Rebirth of Dynamic Grading
When I recently introduced the new grading system iDG (improved Dynamic Grading), I had compared its performance with that of DG (Dynamic Grading) over the batch of game results that were used by the AC Ranking Review Committee in all its tests and comparisons. It comprises the batch of games in the AC database from January 2000 until October 2010. This batch seemed a reasonable choice at the time. The database was in full swing by then, it was the most recent batch of games and sufficiently plentiful (160324 games in all). However, I decided a few days ago to make a more elaborate comparison of the mentioned two systems. This led to disappointing discoveries. The official system DG, in operation now for about three years, was actually not performing as expected. Its delivered Grade Deviation was sometimes not even up to the standard of the simple grading system Idx20. Further investigation revealed that the long held tacit assumption, that games over a recent 11-year span give a suitable batch over which to optimise parameters, is seriously flawed.
This article begins by substantiating the claims just made. It goes on to offer an explanation of why the mentioned assumption is flawed and to call attention to the existence of simple but effective remedial measures.
Background information is available at the following sources.
[ODG] is the article in which the original Dynamic Grading system (hereafter denoted oDG) was introduced by the AC Ranking Review Committee. A plain English introduction appears in [PEI]. Details about iDG can be found in [IDG].
The Grade Deviation statistic (GDEV) of a grading system is always calculated over a batch of game results deemed representative for the sport. In case of the AC game results the batch will be defined by the start of its First Test Year (FTY) and the end of its Last Test Year (LTY). The column headed by TGTOT gives the Test Game Total. The table to follow give GDEVs for three known grading systems as calculated over recent 11-year periods.
In each of these three assessments oDG did not reach the standard of the simple grading system Idx20. This was not supposed to be happening! What went wrong?
In order to figure this out we need to consider the nature of a dynamic grading system.
It arises as solution to an operations research problem. Given a set of game results, which choice of parameters (of a predetermined kind) will provide the best predictive system? The "problem" changes from year to year. Some players become inactive. New players arrive on the scene, with new starting grades. New rapid improvers appear, old ones disappear. Cultural practices change. It is unrealistic to expect the "problem" to remain unchanged and equally unrealistic to expect the "solution" to remain the same. This is what we have done. We expected the same "solution" (i.e. chosen set of optimal parameters) to remain optimal year after year no matter how the situation may change.
With the wisdom of hindsight it can now be recognised that a flawed assumption was at work. A test batch based on a recent 11-year period may have peculiarities that need not be typical of the sport in the long run. When parameters are optimised over such a batch they provide the best accommodation of those peculiarities. When the batch changes, so do the peculiarities, which may no longer be well accommodated, i.e. the parameters may no longer be optimally chosen. The above table illustrates that well.

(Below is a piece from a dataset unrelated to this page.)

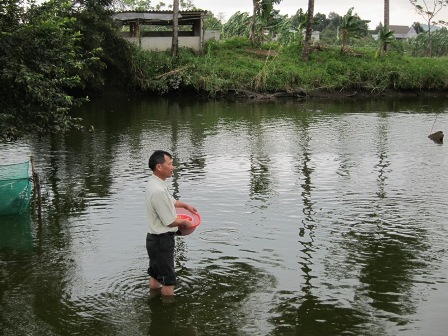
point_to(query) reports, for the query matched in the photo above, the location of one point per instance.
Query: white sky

To remedy the awkward situation arrived at we need to optimise parameters over the largest available set of game results at the time of the optimisation. This will be called Total Batch Optimisation. Furthermore, it is not a good idea to decide on a set of parameters once and for all and keep them year after year. Such a practice is contrary to the very philosophy of dynamic grading – one should use the feedback of past experience all the time. Accordingly, instead of having an official grading system (defined in terms of parameters with fixed values) we should go for an official grading method. For example, an algorithm defined in terms of parameters whose values get updated at the end of each calendar year.
For the purpose of the ensuing discussion I'm going to introduce common names for the three parameters common to both oDG and iDG, as follows.
LM = Lowest Modulator = lowest value that the modulator is allowed to attain.
These are fractionally adjustable parameters, i.e. they can be incremented by arbitrary small fractions. In addition to these three, oDG also has two integer-valued parameters:
PRN = Primary Retrospection Number
PRN specifies the number of preceding games whose data is used for calculation of the Recent Performance Deviation of the player (see [ODG] for more details). SRN is the number of Recent Performance Deviations whose average determines the PDT (Performance Deviation Trend) of the player. The official optimal values of the above parameters that completes the definition of the (currently official) grading system oDG are as follows:
PRN = 30, SRN = 8, LM = 16.0, SM = 24.0, HM = 35.2
To optimise parameters is tedious and tiring. The task that lies ahead motivated me to do something I should have done long ago – develop software to aid this process. I'm not a professional programmer but what I have now is a great help. It converts a given list of start parameter values to a set of optimal values. I'll gladly share it with anybody who wants to join in the search for optimal parameters for the systems under study.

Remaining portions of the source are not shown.